Chalk scraps outrageous Labour guidance requiring wrongfully convicted prisoners to repay prison board and lodging costs

Lord Chancellor Alex Chalk has scrapped, with immediate effect, guidance introduced in 2006 when Labour's Tony Blair was prime minister under which wrongfully convicted prisoners could have part of their compensation payment withheld as a contribution to board and lodging costs.

This decision following the justified outrage over the case of Andrew Malkinson. One of Britain’s longest-serving victims of a miscarriage of justice, Malkinson, 57, had his conviction overturned in July 2023 by the court of appeal after spending 17 years in prison for a rape which DNA evidence has now shown was likely to have been committed by someone else. Malkinson was then told that, under the 2006 guidance, he might have to pay back living costs for his time in jail and that there would be a deduction from any compensation for his board and lodging while behind bars.

Prime minister Rishi Sunak responded to the mounting uproar by intervening to ask Home Office officials to “establish the facts” about the case.

“In principle, for someone who has been wrongfully convicted, it doesn’t seem fair that they would have to repay or reimburse costs,” the prime minister’s press secretary stated.

Lord Chancellor Alex Chalk announced at the weekend that the guidance under which this could happen would be scrapped with immediate effect.
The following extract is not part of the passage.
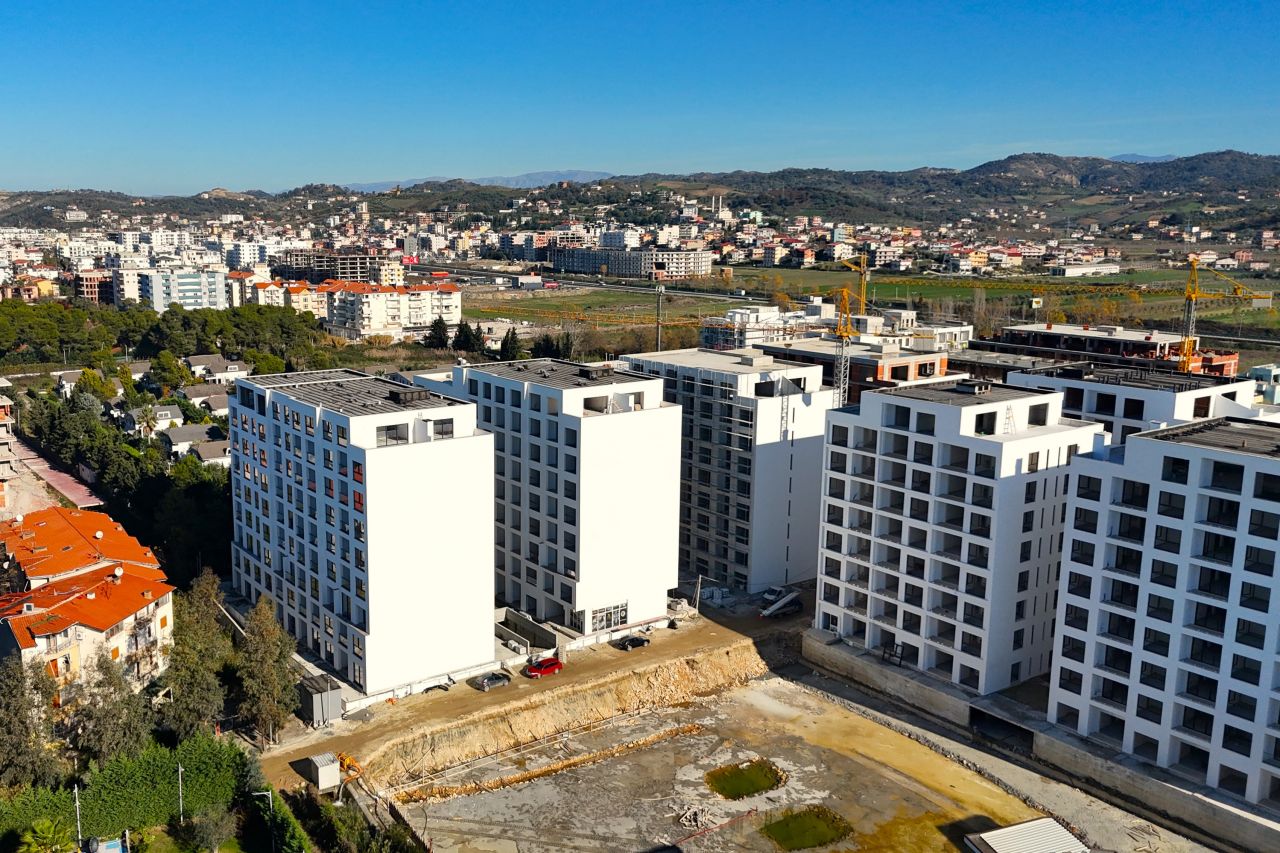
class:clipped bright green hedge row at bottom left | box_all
[0,735,248,849]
He described this reform as "Common sense." (See also today's second quote of the day.) 

The scrapped guidance concerning the miscarriage of justice compensation scheme – which is designed to help individuals restart and rebuild their lives – was added in 2006.

The maximum amount of compensation payable under the miscarriage of justice system is £1m for 10 or more years’ imprisonment, or £500,000 for up to 10 years.

Thank goodness that common sense has finally prevailed: I find it astonishing that this absurd and unjust guidance could ever have been issued, even under Tony Blair. Scrapping this rule was long overdue and I am pleased it has finally been done.